Мамина рука вцепилась в плечо Андрея, пальцы больно впивались в кожу, но он не кричал, нет, не кричал, потому что боялся. Боялся папиного взгляда. Казалось, сейчас он мог сделать что угодно.
– Почему ты выпил? – спросила мама. Её ладонь дрожала, нога дрожала, всё её тело дрожало, и вместе с ней задрожал и Андрей.
Какое-то время папа не отвечал, а лишь тяжело дышал, и с каждым вдохом тело его отбрасывало назад, а с выдохом – вперёд. Ядовитый жёлтый свет подчёркивал морщины на лице, превращая его в маску дьявола, в маску ужаса и наслаждения… наслаждения предстоящего события.

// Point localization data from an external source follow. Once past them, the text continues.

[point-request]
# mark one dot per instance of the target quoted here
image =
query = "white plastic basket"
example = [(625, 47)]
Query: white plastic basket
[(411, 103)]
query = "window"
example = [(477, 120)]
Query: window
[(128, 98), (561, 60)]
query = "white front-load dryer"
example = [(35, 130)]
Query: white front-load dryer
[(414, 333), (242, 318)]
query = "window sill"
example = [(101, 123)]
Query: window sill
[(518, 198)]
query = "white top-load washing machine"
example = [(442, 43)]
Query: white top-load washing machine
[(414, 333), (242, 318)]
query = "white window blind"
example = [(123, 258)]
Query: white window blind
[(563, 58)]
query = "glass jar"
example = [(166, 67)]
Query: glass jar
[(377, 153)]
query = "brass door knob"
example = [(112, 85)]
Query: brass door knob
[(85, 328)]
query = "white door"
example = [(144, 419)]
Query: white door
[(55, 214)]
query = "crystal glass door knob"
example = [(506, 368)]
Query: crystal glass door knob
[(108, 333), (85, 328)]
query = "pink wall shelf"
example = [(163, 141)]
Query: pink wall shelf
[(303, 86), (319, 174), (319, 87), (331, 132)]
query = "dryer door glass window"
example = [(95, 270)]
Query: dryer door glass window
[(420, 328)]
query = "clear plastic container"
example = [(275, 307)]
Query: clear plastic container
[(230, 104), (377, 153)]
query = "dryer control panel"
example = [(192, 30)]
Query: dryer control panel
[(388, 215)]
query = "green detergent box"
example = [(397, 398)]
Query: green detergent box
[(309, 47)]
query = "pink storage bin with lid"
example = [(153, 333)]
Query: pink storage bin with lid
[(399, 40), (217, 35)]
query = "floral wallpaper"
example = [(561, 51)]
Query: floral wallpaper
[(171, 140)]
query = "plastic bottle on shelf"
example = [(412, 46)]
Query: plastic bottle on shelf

– Этот сукин сын лишил меня премии. Сказал, что я слишком много пререкаюсь и что мне следует научиться держать язык за зубами. – Кровавые глаза метнулись к Андрею, потом обратно к маме. – Этот выблядок наказал меня! Хотя он младше на целых…
– Не ругайся при ребёнке.
Мама сказала это тихо, но её слова прозвучали как гром, раздавшийся в тишине. Папа резко замолчал. Замер. Андрей видел, как его взгляд упёрся в шкафчик для обуви, что стоял у самого входа. И почему-то в этот момент – в момент, когда дрожащая ладонь мамы сжимала плечо, а кровавые глаза папы пожирали шкафчик – Андрею захотелось плакать. Он не любил, никогда не любил плакать! Плачут девочки, а мальчики не должны этого делать, потому что они сильные! Но смотря на папу, Андрей не мог не плакать. Почему-то его била дрожь, он никак не мог понять почему, ведь всё же хорошо: они все дома, мама приготовила ужин, папа пришёл с работы, и сейчас он достанет из кармана шоколадку, которую купил Андрею, потому что обычно так всё и происходит.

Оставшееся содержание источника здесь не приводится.